The scale of Garantex’s illicit activity is staggering. According to blockchain analytics from Chainalysis and TRM Labs, the exchange processed approximately $96 billion in total lifetime volume. Of that, an estimated 70 to 82 percent was linked to sanctioned entities, ransomware operations, darknet markets, or other illicit finance.

Garantex served as a primary off-ramp for some of the most prolific ransomware gangs of the past four years, including Conti, Black Basta, and LockBit. Ransomware operators used the exchange to convert Bitcoin and other cryptocurrencies received as ransom payments into rubles and other fiat currencies. The exchange also processed approximately $1.5 billion in funds connected to the February 2025 Bybit hack — the largest single crypto theft in history.

OFAC originally sanctioned Garantex in April 2022, identifying it as a conduit for sanctions evasion by Russian entities following the invasion of Ukraine. Despite the designation, Garantex continued to operate — a common challenge with Russia-based platforms that are beyond the reach of Western enforcement. The exchange ultimately rebranded as “Grinex” and launched a ruble-backed stablecoin tied to sanctioned Moldovan oligarch Ilan Shor.

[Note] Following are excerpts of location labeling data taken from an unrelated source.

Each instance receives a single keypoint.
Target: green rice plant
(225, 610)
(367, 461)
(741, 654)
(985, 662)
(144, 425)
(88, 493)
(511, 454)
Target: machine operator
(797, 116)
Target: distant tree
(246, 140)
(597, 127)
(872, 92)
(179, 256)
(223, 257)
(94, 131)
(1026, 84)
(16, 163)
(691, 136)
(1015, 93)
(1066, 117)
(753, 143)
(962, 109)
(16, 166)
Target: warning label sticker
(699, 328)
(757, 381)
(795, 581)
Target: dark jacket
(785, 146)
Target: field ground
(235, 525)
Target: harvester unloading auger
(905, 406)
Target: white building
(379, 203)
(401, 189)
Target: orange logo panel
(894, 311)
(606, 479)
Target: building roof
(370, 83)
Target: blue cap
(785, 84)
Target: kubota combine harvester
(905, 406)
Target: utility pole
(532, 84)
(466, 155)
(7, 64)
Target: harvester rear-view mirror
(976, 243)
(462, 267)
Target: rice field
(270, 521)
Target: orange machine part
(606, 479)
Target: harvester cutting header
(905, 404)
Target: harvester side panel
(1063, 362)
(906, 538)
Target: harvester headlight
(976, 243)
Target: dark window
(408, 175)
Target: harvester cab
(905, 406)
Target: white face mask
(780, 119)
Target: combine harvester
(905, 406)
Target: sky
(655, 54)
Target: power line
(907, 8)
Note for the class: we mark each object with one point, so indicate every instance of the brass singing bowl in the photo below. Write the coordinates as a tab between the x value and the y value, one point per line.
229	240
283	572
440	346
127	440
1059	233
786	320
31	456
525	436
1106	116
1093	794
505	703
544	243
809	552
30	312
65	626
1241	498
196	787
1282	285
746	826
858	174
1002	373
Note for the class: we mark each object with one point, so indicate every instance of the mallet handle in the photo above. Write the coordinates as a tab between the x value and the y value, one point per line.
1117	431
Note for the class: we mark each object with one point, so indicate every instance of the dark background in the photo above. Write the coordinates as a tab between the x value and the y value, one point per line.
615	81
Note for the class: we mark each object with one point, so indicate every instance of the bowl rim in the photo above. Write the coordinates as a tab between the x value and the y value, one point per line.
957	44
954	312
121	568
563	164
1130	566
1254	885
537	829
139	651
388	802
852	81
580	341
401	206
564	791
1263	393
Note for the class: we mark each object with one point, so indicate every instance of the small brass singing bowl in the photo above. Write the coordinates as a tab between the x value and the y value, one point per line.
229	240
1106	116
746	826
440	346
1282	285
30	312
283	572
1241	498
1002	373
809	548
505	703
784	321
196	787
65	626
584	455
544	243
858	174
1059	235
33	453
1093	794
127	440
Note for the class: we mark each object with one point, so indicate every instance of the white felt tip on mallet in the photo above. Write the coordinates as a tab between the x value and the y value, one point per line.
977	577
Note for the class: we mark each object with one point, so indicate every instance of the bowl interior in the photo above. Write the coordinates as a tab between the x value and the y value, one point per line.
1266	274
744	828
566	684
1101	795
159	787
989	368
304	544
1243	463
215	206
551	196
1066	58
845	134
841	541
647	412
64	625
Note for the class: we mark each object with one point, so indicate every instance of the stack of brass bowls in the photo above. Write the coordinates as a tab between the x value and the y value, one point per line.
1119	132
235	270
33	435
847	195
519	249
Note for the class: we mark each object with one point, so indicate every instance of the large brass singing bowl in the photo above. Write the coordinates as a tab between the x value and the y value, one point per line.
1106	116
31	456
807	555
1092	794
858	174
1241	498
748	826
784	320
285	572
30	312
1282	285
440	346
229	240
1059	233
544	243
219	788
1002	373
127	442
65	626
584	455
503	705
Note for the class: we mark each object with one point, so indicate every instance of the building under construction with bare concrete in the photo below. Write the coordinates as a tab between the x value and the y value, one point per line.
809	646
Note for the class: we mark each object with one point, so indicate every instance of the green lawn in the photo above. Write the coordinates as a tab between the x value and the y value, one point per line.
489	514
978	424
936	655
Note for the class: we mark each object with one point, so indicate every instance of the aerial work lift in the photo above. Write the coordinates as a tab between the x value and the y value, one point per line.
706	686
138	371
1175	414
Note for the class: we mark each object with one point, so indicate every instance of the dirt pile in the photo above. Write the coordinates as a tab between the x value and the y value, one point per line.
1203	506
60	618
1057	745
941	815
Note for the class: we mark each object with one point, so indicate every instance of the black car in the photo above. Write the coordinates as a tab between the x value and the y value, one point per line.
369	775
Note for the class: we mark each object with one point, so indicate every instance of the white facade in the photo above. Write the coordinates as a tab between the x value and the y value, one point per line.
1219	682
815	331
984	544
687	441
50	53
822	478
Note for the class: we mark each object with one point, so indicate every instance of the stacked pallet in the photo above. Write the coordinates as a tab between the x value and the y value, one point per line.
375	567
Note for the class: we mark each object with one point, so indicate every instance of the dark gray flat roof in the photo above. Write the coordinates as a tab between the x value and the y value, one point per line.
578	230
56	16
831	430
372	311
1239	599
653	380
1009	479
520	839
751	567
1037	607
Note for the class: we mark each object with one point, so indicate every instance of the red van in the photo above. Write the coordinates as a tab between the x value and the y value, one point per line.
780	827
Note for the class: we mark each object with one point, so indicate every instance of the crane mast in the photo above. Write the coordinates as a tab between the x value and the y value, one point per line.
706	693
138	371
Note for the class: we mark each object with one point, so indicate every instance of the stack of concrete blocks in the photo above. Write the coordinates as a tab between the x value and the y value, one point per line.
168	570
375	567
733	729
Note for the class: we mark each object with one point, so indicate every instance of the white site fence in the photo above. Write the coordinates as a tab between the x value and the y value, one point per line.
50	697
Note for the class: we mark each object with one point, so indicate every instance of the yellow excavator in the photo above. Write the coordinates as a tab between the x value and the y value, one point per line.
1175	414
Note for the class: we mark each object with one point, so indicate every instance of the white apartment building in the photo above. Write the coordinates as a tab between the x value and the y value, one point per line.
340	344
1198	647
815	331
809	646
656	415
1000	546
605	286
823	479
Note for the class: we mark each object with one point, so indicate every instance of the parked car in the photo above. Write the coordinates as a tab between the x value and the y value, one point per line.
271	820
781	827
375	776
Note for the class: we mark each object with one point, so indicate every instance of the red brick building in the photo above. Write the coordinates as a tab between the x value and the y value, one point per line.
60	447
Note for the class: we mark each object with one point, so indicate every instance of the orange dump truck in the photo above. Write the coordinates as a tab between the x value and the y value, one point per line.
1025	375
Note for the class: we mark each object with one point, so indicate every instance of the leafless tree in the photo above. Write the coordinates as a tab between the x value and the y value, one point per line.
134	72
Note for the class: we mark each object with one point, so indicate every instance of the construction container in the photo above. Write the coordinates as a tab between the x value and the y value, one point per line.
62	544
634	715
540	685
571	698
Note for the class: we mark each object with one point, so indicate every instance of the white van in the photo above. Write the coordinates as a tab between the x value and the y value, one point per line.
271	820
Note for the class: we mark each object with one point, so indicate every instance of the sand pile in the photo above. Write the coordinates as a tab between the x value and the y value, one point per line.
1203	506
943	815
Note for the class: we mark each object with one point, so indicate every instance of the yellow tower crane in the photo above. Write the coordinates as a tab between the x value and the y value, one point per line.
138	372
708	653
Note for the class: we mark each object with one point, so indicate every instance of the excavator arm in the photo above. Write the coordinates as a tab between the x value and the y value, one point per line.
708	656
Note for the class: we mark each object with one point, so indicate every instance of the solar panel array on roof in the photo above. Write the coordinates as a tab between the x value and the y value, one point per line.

The arrest of Besciokov in India is significant. Russia-based crypto operators have generally been considered unreachable by Western law enforcement. Besciokov’s travel outside Russia provided the opportunity for an arrest that would not have been possible within Russian territory.

The crypto-ransomware nexus in full view

Garantex is the most important crypto enforcement case you have probably not heard of. It lacks the celebrity drama of FTX or the policy debates of Tornado Cash, but in terms of pure illicit volume — $96 billion, the majority linked to sanctioned entities and ransomware — it dwarfs every other platform that has been shut down.

From an AML perspective, what makes Garantex significant is its function within the ransomware economy. Ransomware is not just a cybersecurity problem. It is a financial crime problem. Every ransomware attack generates proceeds that need to be laundered, and the laundering infrastructure — the exchanges, OTC desks, and mixers that convert crypto ransom payments into usable currency — is what makes the business model viable. Take away the off-ramp, and you make ransomware less profitable and therefore less prevalent.

Garantex was the off-ramp. Its willingness to process billions in ransomware proceeds without questions made it an essential piece of infrastructure for criminal groups that attacked hospitals, school districts, municipal governments, and critical infrastructure operators. The human cost of ransomware — delayed surgeries, disrupted emergency services, compromised patient data — connects directly to the financial services that Garantex provided.

The rebranding to Grinex and the launch of a ruble-backed stablecoin linked to a sanctioned oligarch demonstrates the challenge of enforcing sanctions against actors who operate in jurisdictions beyond Western reach. Russia provides a permissive environment for sanctions-evading crypto operations, and until that changes — through diplomatic pressure, asset seizures, or the kind of extraterritorial arrest we saw with Besciokov — the whack-a-mole dynamic will continue.

For the global compliance community, Garantex is a case study in why transaction monitoring must include exposure analysis for high-risk exchanges. Any institution whose customers have direct or indirect transaction flows with Garantex, Grinex, or their successors faces sanctions and AML liability. The analytics firms that identified the scale of Garantex’s illicit volume — Chainalysis and TRM Labs — provide the tools to detect that exposure. Using them is not optional.